A business lobby group says it has instructed its legal team to evaluate the wider implications of the broad-based black economic empowerment (B-BBEE) commission’s ruling on Eskom.
This week the commission found that the embattled power utility — which has been flagged by ratings agencies as the biggest risk to SA’s economy — failed to comply with the Broad-Based Black Economic Empowerment Act in awarding a tender for the Duvha power station to Chinese-owned Dongfang, which did not meet empowerment requirements.
The commission said Eskom failed to comply with section 10(1)(b) of the act in awarding the controversial R4bn tender to Dongfang, an entity with zero black ownership, when the tender required at least B-BBEE Level 4, which calls for elevated black ownership, among other targets. ?
Eskom awarded the tender to the state-owned Chinese company even though its offer was R1bn more than rival bids.
On Thursday, business lobby group Sakeliga said it had instructed its legal team to evaluate the B-BBEE commission’s ruling for its larger implications, as well as any bearing it might have on pending litigation to challenge race-based pre-disqualification of prospective contractors at state-owned enterprises.
Sakeliga is also engaged in litigation with the department of public works to have regulations that allow race-based pre-disqualification of prospective contractors set aside. The regulations, adopted in 2017, allow state-owned enterprises such as Eskom to set their own discretionary and arbitrary minimum BEE requirements a contractor must meet if it wants to do business with the power utility, said Sakeliga.
“At present, if a prospective contractor is not 51% black-owned, Eskom frequently pre-emptively disqualifies it for doing work for this state-owned enterprise. That is, without even considering its proposals,” said Piet le Roux, CEO of Sakeliga.
“It is a practice that precludes — at a critical time for the economy — electricity consumers in SA from the full range of cost-effective expertise available on the market.
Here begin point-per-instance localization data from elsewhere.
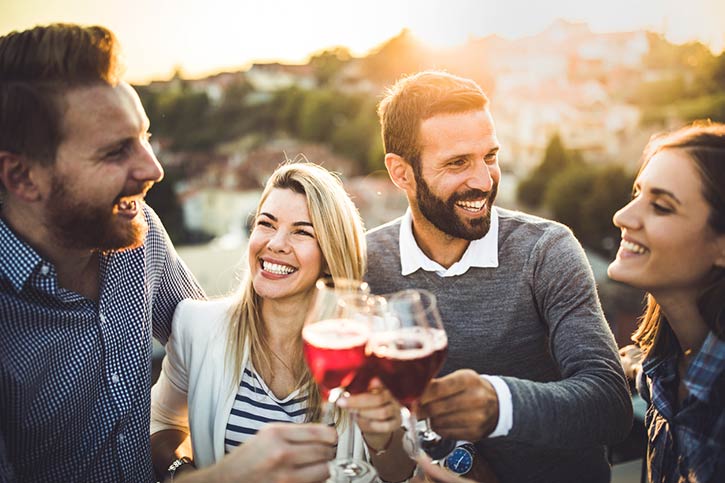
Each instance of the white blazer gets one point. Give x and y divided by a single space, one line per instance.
195 392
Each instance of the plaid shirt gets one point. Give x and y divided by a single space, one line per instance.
686 444
75 375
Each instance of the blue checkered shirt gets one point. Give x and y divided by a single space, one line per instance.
686 443
75 374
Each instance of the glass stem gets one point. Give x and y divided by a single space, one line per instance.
409 421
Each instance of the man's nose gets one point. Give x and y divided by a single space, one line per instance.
146 167
481 177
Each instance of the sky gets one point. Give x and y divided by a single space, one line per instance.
206 36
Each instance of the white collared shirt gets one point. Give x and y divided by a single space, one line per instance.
481 253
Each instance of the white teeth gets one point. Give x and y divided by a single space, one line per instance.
277 269
127 204
472 205
633 247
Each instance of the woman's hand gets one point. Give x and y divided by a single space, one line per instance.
297 453
631 357
377 414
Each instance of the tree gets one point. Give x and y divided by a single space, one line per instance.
585 199
556 159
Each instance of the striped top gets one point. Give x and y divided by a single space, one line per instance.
256 405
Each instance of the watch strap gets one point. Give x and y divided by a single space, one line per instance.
175 465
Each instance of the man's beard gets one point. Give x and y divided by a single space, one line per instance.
442 213
79 225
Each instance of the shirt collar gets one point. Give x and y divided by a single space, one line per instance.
19 259
482 253
706 368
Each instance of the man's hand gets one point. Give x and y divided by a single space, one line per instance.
428 472
296 453
461 405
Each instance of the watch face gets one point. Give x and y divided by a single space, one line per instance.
460 461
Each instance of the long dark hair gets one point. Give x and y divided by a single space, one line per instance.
704 144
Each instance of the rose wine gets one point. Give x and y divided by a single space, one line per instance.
334 350
403 361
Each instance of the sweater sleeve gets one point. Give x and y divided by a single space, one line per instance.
591 403
169 406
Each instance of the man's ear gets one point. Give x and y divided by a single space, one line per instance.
400 172
720 260
16 176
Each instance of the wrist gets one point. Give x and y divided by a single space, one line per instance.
177 467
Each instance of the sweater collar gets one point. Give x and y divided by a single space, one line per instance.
482 253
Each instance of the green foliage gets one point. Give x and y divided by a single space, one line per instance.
586 198
556 159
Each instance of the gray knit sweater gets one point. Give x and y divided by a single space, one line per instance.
536 321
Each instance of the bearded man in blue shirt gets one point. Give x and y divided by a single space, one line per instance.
88 273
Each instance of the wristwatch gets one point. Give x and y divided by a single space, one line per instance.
175 465
460 460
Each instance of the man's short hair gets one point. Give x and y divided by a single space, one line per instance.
37 67
418 97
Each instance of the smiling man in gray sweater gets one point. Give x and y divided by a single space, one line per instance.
532 375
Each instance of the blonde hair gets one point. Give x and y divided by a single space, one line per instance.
340 235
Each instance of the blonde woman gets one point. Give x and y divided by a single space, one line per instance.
234 377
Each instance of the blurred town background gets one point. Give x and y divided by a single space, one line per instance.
573 110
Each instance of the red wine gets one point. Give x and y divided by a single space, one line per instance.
403 361
362 379
334 350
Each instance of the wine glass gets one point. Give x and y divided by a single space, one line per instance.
407 354
336 332
436 446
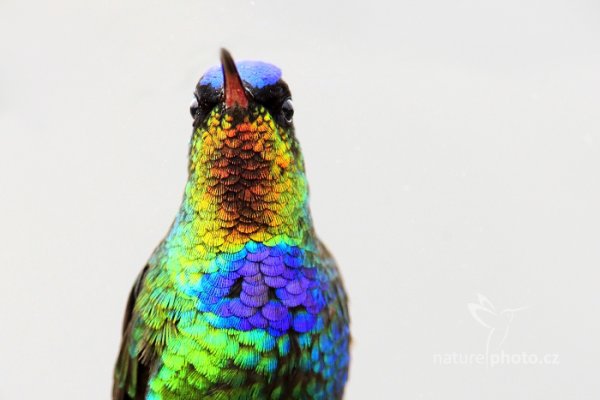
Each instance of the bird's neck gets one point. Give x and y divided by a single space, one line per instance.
235 196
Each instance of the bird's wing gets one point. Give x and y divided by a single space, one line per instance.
337 320
131 374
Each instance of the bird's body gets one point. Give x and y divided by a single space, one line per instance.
240 300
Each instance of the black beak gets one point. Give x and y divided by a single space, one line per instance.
235 94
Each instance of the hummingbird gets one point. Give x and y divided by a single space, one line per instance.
240 300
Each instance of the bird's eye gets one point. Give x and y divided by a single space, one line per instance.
287 110
194 106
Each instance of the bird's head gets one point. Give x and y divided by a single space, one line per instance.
239 104
245 162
In the end, consumers and taxpayers lose, because the wrong benchmark is applied,” he said.
Tenders should be about value for money for consumers or taxpayers, not about the race of a contractor’s shareholders or the ability of a contractor to get special treatment, Le Roux said.
“The ruling by the B-BBEE commission raises serious questions on the application and impact of BEE at state-owned enterprises. In this case, the ruling shows how Eskom’s tender committee negligently at best, or fraudulently at worst, selectively applied BEE criteria to disqualify some contractors, while at the same time flouting rules in awarding a tender to Dongfang,” said Le Roux.
In 2017, rival bidders, including General Electric, accused Eskom of rigging the tender and approached the high court in Johannesburg to interdict the power utility from implementing Dongfang’s contract until it had been reviewed and adjudicated again. They were successful in obtaining the interdict, but the main application is still pending.
This week, the B-BBEE commission said that, in addition to the recommended contract cancellation and the independent audit by Eskom, investigations with respect to officials that were involved in the tender process be done so that decisive action can be taken to prevent this in future.
“Of concern also is the possibility that this tender process may have been deliberately compromised to favour a specific entity,” the commission said.